Daily Archives: August 23, 2009

suffer

It’s a soft word, with a whiffling of sound like passing in flannel through whispering wheat, but it refers to such a hard thing. Your will is a wick subject to suffocation under fate’s snuffer – what could be tougher? But you have no choice: you must suffer. The sounds begins to take on the aspect of the last wheezes of a person whose chest is being crushed.

Oh, it has not always been used to mean “endure something unpleasant”; it had a half-millennium of use to refer to simply allowing something that may not be so bad: Suffer the little children to come unto me. (Note, however, that suffrage comes not from suffer but straight from Latin suffragium, which meant what modern suffrage means.) But before, during, and after that period, suffer was also used to mean what we still use it to mean. And this verb can be intransitive or transitive – we typically now speak of suffering from something, but we can also suffer something. It is, suitably, taken from Latin sub “from below” plus ferre “bear” (noun). Yes, you’re going to carry that load, and we all have our crosses to bear, even as we can see two crosses in this word bent from bearing: f and f again.

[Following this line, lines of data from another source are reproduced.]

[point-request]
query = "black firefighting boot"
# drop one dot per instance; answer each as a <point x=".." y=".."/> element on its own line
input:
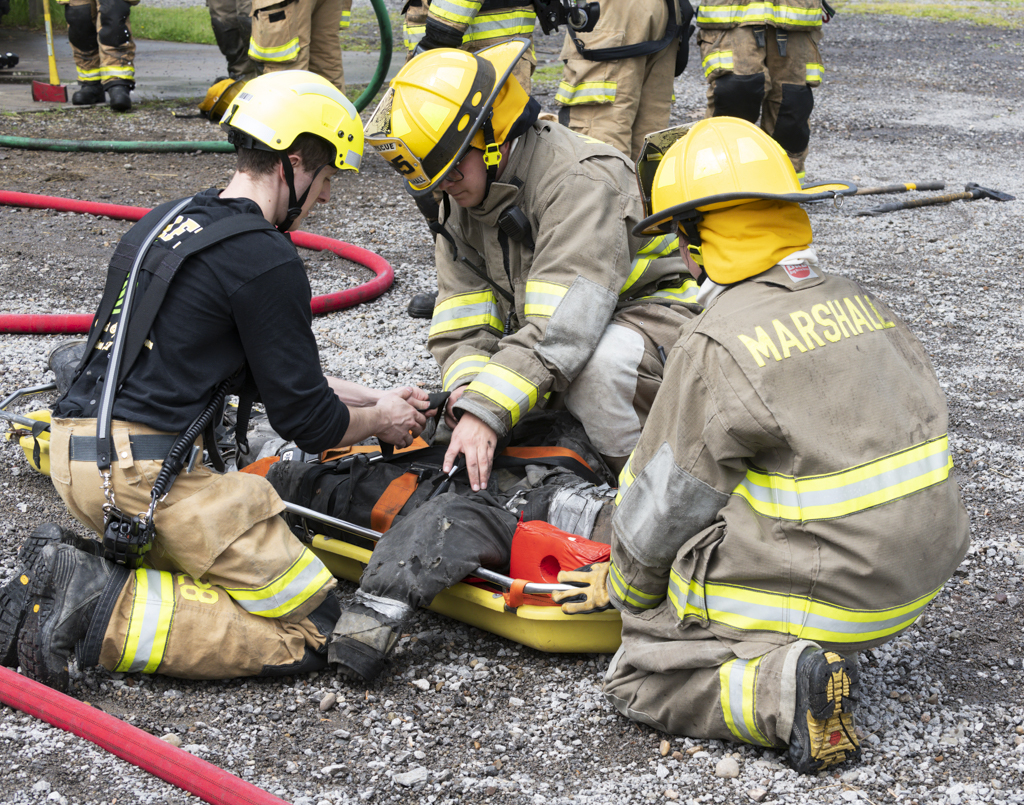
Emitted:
<point x="15" y="594"/>
<point x="88" y="92"/>
<point x="73" y="596"/>
<point x="823" y="730"/>
<point x="422" y="305"/>
<point x="120" y="97"/>
<point x="365" y="635"/>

And yet do all those crosses need to be borne? The most likely word to follow this one is needlessly – which, however, suggests that there is needed suffering too, or it would be a tautology. Disproportionately also comes up often, indicating that there’s a sense that suffering should be evenly distributed. Greatly, terribly, and financially also show up. The transitive version often brings in casualties. But more often it brings in fools – often with gladly, but we know that before it comes does not or something similar. And does not suffer fools gladly is usually code for “crusty, impatient, uncritical of self and hypercritical of others” – in other words, that sort of person we find we must on occasion suffer. But not gladly.

Iqaluit

I haven’t done proper nouns before, but this one’s by request, and there’s no reason not to, really. And this is a good one. I think Canadians generally take pride in having a language like Inuktitut bopping around as part of the cultural landscape, with its geometrical syllabary orthography, its three vowels, its agglutinating morphology, and its frequently percussive consonants – especially that q that keeps cropping up without a u, like a usually respectable married person who appears at nightclubs sans spouse and on the arm of some fleeting fancy.

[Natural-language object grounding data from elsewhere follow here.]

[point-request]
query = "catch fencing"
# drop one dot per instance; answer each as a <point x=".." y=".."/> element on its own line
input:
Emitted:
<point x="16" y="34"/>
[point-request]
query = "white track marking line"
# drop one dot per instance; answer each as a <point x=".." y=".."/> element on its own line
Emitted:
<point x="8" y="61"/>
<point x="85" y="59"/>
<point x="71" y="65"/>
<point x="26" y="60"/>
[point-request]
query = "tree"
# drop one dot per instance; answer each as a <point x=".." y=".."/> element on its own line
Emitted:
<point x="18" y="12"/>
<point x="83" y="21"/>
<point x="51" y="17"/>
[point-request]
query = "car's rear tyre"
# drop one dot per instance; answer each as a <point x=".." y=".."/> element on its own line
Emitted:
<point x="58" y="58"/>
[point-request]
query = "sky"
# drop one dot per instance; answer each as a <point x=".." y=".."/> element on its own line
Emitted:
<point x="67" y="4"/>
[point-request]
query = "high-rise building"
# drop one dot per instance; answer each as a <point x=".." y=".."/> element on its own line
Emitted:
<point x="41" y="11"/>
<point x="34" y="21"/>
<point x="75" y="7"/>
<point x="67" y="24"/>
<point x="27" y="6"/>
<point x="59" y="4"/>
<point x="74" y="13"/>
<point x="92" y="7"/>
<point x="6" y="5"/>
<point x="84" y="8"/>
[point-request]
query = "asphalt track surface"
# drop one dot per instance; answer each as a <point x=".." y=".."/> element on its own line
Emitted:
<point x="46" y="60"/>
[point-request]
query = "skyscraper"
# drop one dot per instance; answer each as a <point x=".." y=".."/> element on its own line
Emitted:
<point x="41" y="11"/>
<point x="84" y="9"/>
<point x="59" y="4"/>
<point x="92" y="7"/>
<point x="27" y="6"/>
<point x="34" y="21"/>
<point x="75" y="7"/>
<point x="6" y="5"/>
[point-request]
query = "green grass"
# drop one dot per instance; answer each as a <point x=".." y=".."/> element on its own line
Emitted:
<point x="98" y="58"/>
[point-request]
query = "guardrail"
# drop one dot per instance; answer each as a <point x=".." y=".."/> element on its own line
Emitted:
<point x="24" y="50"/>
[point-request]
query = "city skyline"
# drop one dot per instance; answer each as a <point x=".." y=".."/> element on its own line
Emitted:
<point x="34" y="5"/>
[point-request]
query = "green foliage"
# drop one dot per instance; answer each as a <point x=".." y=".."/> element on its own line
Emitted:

But what do you do with that q? Well, if you don’t want to sound like some clueless Yank, you sure don’t say it as though it were qu. That’s fine for Qantas, which comes from Queensland and Northern Territories Air Service and so has a u hiding anyway, but you wouldn’t do it with al Qaeda, so why do it here? Especially when it stands for the same sound, a voiceless uvular stop. This isn’t the Q of Quebec, said just like [k] – well, it is for most Anglophones, because the experience of saying [q] can for the neophyte seem reminiscent of having a tongue depresser stuck well back in your mouth, and it is not an English phoneme. But if you want to be precise – and perhaps seem pretentious, if you’re a white person doing this in casual conversation in Therestavut (i.e., that of Canada that is not Nunavut)* – make the first i more like [e] (as in eh), stick the back of your tongue right back against the back of your throat for the [q], and then do the rest as three syllables with pure monophthongs: [a lu it]. And, again, whatever you do, don’t stick a u after the q. Iqaluit means “many fish.” Iqualuit, which would have an extra syllable, means “people with unwiped bums.” I am not in a position to dissect the morphology to make it clear how this happens to be.

The word also benefits in appearance from the q, which seems more reminiscent than the other letters of the forms of the Inuktitut syllabics (though in fact the syllabary has forms that look like b, d, and p but none like q). The u also resembles a syllabic a little (but, again, there are three other orientations for the shape but not that one). The remainder have their linear verticality in common, which in its transgression of the x-height is as un-Inuit as its treelike disruption of the horizon.

Anyway, this word sounds so – well, not exotic, since it’s from this land – shall I invent endotic, then. It’s that internal other, the one that belongs more than we do, the culture we want to claim by association. Witness the inukshuk that is the symbol of the Vancouver Olympics (now, why wouldn’t they have used some west coast Indian motif?) and the one that I run by a few times a week near Ontario Place. Iqaluit may have been called Frobisher Bay from 1942 to 1987, but why should it be named after a 16th-century European (yes, before the Mayflower) who thought the bay was a strait and, though he landed, didn’t stop in Iqaluit for some fish? Huh. The dirty bum. No wonder they wiped him off their town signs.

*That’s a pun, not a real Inuktitut word.